KEY POINTS:
Joe Karam has stopped counting the personal financial cost of his battle to free convicted murderer David Bain, but he estimates it is "likely to be millions".
A former All Black, Mr Karam first became interested in Bain in 1996 after reading a newspaper article about supporters trying to raise money to get his case to the Privy Council.
"It struck me that they must have been genuinely convinced about what they were doing to go to such lengths, when this was just a person they had only known for a couple of years."
The Bain family had been in Papua New Guinea, only moving to Dunedin in 1990, Mr Karam said.
He said he had planned to check if the supporters were genuine, then send them a couple of hundred dollars for their kitty.
"And one thing led to another after that."
In 2000, a newspaper reported Mr Karam had spent $750,000 on his quest to free Bain, who he believed was wrongfully convicted, but that figure no longer stands.
"I've probably been through the most productive earning years of a businessman's life, really - from early to mid 40s to mid to late 50s ... not getting any money.
"The real cost is obviously millions."
He described his crusade as "a very sapping exercise".

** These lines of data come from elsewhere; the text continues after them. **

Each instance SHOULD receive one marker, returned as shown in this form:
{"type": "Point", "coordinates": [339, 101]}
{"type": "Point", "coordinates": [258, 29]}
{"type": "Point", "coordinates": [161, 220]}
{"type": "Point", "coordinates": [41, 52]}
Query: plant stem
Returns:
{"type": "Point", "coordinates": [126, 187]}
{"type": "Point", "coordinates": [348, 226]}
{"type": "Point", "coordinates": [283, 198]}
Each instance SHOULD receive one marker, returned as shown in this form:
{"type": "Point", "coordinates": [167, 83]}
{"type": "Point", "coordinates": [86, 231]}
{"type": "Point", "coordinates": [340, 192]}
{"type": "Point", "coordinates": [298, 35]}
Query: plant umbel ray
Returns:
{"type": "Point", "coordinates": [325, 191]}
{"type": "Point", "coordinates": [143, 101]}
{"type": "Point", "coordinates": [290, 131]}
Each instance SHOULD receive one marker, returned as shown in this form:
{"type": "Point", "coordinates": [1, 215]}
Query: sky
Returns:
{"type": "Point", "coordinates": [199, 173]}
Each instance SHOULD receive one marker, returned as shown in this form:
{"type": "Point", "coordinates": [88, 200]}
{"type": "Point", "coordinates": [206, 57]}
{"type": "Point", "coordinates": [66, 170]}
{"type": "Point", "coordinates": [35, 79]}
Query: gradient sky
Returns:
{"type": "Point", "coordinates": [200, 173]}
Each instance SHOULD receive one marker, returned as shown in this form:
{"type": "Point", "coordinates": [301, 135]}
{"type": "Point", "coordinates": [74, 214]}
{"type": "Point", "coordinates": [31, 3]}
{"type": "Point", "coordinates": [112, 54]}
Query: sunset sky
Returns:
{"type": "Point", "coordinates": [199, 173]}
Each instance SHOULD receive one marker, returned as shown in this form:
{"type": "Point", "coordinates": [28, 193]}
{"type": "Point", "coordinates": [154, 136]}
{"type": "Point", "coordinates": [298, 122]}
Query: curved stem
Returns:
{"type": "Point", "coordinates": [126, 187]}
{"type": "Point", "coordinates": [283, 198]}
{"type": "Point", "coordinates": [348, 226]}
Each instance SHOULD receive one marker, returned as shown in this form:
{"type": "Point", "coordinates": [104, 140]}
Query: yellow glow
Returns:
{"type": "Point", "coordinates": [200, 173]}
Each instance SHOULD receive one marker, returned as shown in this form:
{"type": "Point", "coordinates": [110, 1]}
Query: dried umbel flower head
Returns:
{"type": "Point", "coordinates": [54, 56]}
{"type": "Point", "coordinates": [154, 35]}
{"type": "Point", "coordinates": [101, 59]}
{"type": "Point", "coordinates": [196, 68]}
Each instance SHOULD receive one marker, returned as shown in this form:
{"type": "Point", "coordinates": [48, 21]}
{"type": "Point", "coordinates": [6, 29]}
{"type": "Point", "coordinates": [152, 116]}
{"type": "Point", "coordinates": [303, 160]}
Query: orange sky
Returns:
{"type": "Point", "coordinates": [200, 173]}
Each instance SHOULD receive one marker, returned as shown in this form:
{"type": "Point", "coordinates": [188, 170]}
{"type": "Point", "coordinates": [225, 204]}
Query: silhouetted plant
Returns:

Only recently has he been able to get involved in business again, finally managing to "keep the wolf from the door", he said.
Mr Karam believed "without any shadow of doubt" that Bain was innocent.

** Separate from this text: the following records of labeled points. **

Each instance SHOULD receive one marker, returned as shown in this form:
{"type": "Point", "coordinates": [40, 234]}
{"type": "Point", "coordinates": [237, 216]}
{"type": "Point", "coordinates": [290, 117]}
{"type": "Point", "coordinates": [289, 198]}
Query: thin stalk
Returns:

There was not one defining moment when he believed Bain was innocent, but rather the evidence started to unravel, he said.
"Mainly because the police in particular were so obstructive in assisting with investigating things that didn't get investigated properly in the start."

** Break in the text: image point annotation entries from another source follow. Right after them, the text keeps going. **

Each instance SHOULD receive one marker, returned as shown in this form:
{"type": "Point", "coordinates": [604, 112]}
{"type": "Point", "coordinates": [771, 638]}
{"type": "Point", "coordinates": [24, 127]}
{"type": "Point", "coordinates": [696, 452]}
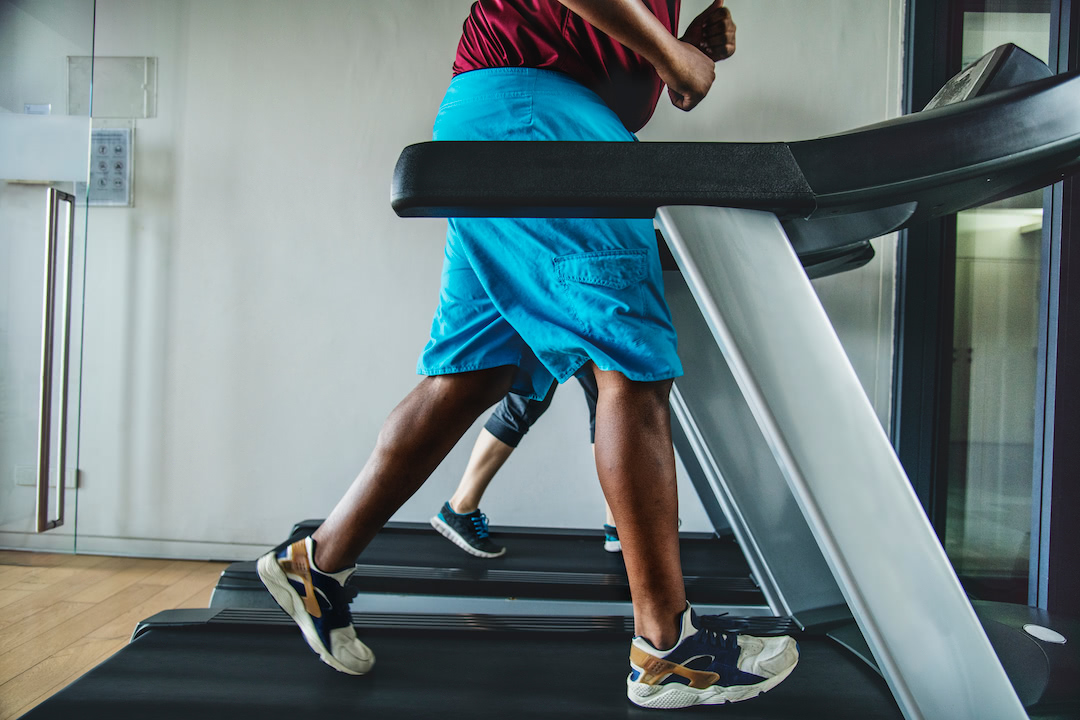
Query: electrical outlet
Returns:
{"type": "Point", "coordinates": [27, 476]}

Mr Karam has been vocal in his criticism of the police, alleging incompetence which resulted in the police suing him, unsuccessfully, for defamation.
Campaigning for Bain has taken up nearly all of Mr Karam's life since he became involved, but he only ever contemplated giving up when he was being sued.
Having written three books on Bain's case, he joked that his role on Bain's legal team was as "information bureau".
"There have been a vast amount of hearings and inquiries and reports, all of which I've been involved in."
Mr Karam travels from Auckland to visit Bain most months.
He said Bain spends his days working long hours in the administration office of Christchurch Prison's engineering workshop doing purchasing, administration and design, as well as studying computer-aided design.
Bain was "just a completely shattered individual" when Mr Karam first met him, but time has proven to be a good healer. "To that extent he isn't fraught with the total feeling of despair and destitution that he was when I met him.
"He has found a way to deal with prison life and he has applied himself to studying so that when he gets out of prison he'll be able to survive or make a life for himself."
Bain would like to stay in New Zealand in the future and make a career in computer-assisted design.
Mr Karam said Bain was highly regarded by the prison staff and had been a good influence on other prisoners.
"He's quite firm but very fair, he's gently natured but he won't be pushed around, he's very strong on principles."
Bain's extended family "have wiped him", Mr Karam said.
"They gave an ultimatum about 10 years ago that until he asked for God's forgiveness for having killed his family and admitted to everyone that that's what he had done they didn't want any more to do with him ...
"He wrote back and said, 'I won't do that because I didn't kill anybody'."
Bain was very close to his grandmother, who died last year in Otaki, but the family did not want him at the funeral.
Mr Karam travelled to London in March to assist Bain's Auckland barrister, Michael Reed, QC, during the five-day appeal hearing by the Privy Council's judicial committee.